2.Posté par Moon le 05/02/2013 09:28
Cette analyse du Dr Bakary Sambe soulève un problème qui est réél et majeur et qui doit faire l'objet d'une réélle prise de conscience dans le monde arabo-musulman. Cependant, il reproche à Tariq Ramadan de ne pas avoir été exhaustif dans sa critique de l'intervention française, alors que lui même n'est pas exhaustif (et ni nuancé) sur cette problématique qu'il soulève. D'autant plus qu'il y a quelques affirmations qui sont fausses comme le fait que Mansour Al-Dhahabi, en 1595 soit parti dans ce qui était a l'époque l'Empire Songhai, pour "islamiser le Songhai" alors qu'en réalité, il était parti dans la région pour étendre la zone d'influence du Royaume Marocain et surtout pour faire main basse sur l'or et le sel... Ce n'est pas une cause plus reluisante, mais elle est néanmoins plus proche de la réalité... Et pour finir, une autre fausse information véhiculé par cet article (qui au delà de ça, je le répète, à le mérite de mettre à jour un réél problème!) : Benkirane et son gouvernement ont ouvert le couloir aérien aux français donc ils ne peuvent pas être sur la même ligne que Morsi, Ghannouchi et Qardawi qui sont foncièrement contre cette intervention...

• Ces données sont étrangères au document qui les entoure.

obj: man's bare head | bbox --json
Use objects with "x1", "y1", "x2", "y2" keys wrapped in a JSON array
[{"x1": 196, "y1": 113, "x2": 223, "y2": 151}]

3.Posté par lahouari addi le 07/02/2013 09:02
Bravo Bakary. Je souscris totalement à cette analyse qui fait revenir à la surface cette lutte sourde en islam entre arabes,supposés détenteurs du vrai islam, et ajami, musulmans par défaut. Il y a cependant un fait important à souligner et qui est sous-estimé par cet article. Les rebelles ou terroristes du Nord Mali, à l'exception de certains touaregs du Nord Mali, ne sont pas l'expression de revendications de la population. On a tendance à les confondre avec les anciens mouvements de libération nationale qui avaient une légitimité populaire. Les groupes terroristes dont on parle se sont emparés de l'islam pour couvrir leurs actions. Leurs forces ne proviennent pas du soutien de la population, mais de l'aide financière des Etats de la région qui sont en rivalité. beaucoup de ces terroristes ne sont pas pratiquants. Quant à l'action de Qatar et de l'Arabie Saoudite, il ne faut pas oublier que ces régimes monarchiques, alliés inconditionnels des Etats-Unis, sont l'expression même de la décadence de la culture arabe. Ils croient tout acheter avec de l'argent. Ils savent qu'ils désobéissent au Coran et à l'éthique musulmane, et se donnent bonne conscience à faire appliquer la chari'a (dont ils ne comprennent pas l'esprit) à donner quelques millions de dollars à des Africains à qui ils demandent d'être de "bons" musulmans. Je dis bien qu'ils désobéissent au Coran, ne serait-ce que sur le plan de la politique étrangère. Ils ont suffisamment d'argent pour faire pression sur l'Occident pour libérer Jérusalem. Au lieu de cela, ils s'attaquent au seul musulman qui aujourd'hui tient à Israël: l'Iran.

Lahouari Addi

4.Posté par NIANI le 13/02/2013 14:00
Bravo, Docteur Sambé !
Je suis moi-même un fan de Mr RAMADAN sur bien des aspects de ses prises de position par rapport à la France ou à l'Occident. Je suis de ceux qui pensent que le monde arabe, dans sa majorité, à une idée très négative du Noir plus que celle gravée dans l'imaginaire des peuples occidentaux. Ils sont dans une telle ignorance qu'ils sont incapables de voir un brin d'humanité et d'intelligence chez l'homme noir à telle enseigne que leurs rapports avec l'Afrique ne peuvent être définis que sous l'angle de l'obscurantisme, de la domination ou, au meilleur des cas, du mépris et de l'indifférence.
C'est triste à dire, mais c'est le constat que je ne cesse de faire malgré tous mes préjugés positifs que j'avais du monde arabe. J'aurais aimé, Docteur, qu'un paragraphe de cet article porte un peu sur l'apport plus que positif de l'enseignement de certaines figures de l'Islam dans le monde noir. Car, le problème est avant tout une question de méconnaissance totale ou d'ignorance. C'est ce qu'il faut combattre par la divulgation ou la diffusion de leurs doctrines axées principalement sur la pratique, le spiritualisme et la tolérance. J'estime que l'Islam dans le monde arabe souffre gravement de l'intolérance et reste marqué par certains archaïsmes qui sont plus du domaine de la tradition et des coutumes locales que de l'enseignement purement coranique ou de la sunna. J'espère que la suite portera sur ça.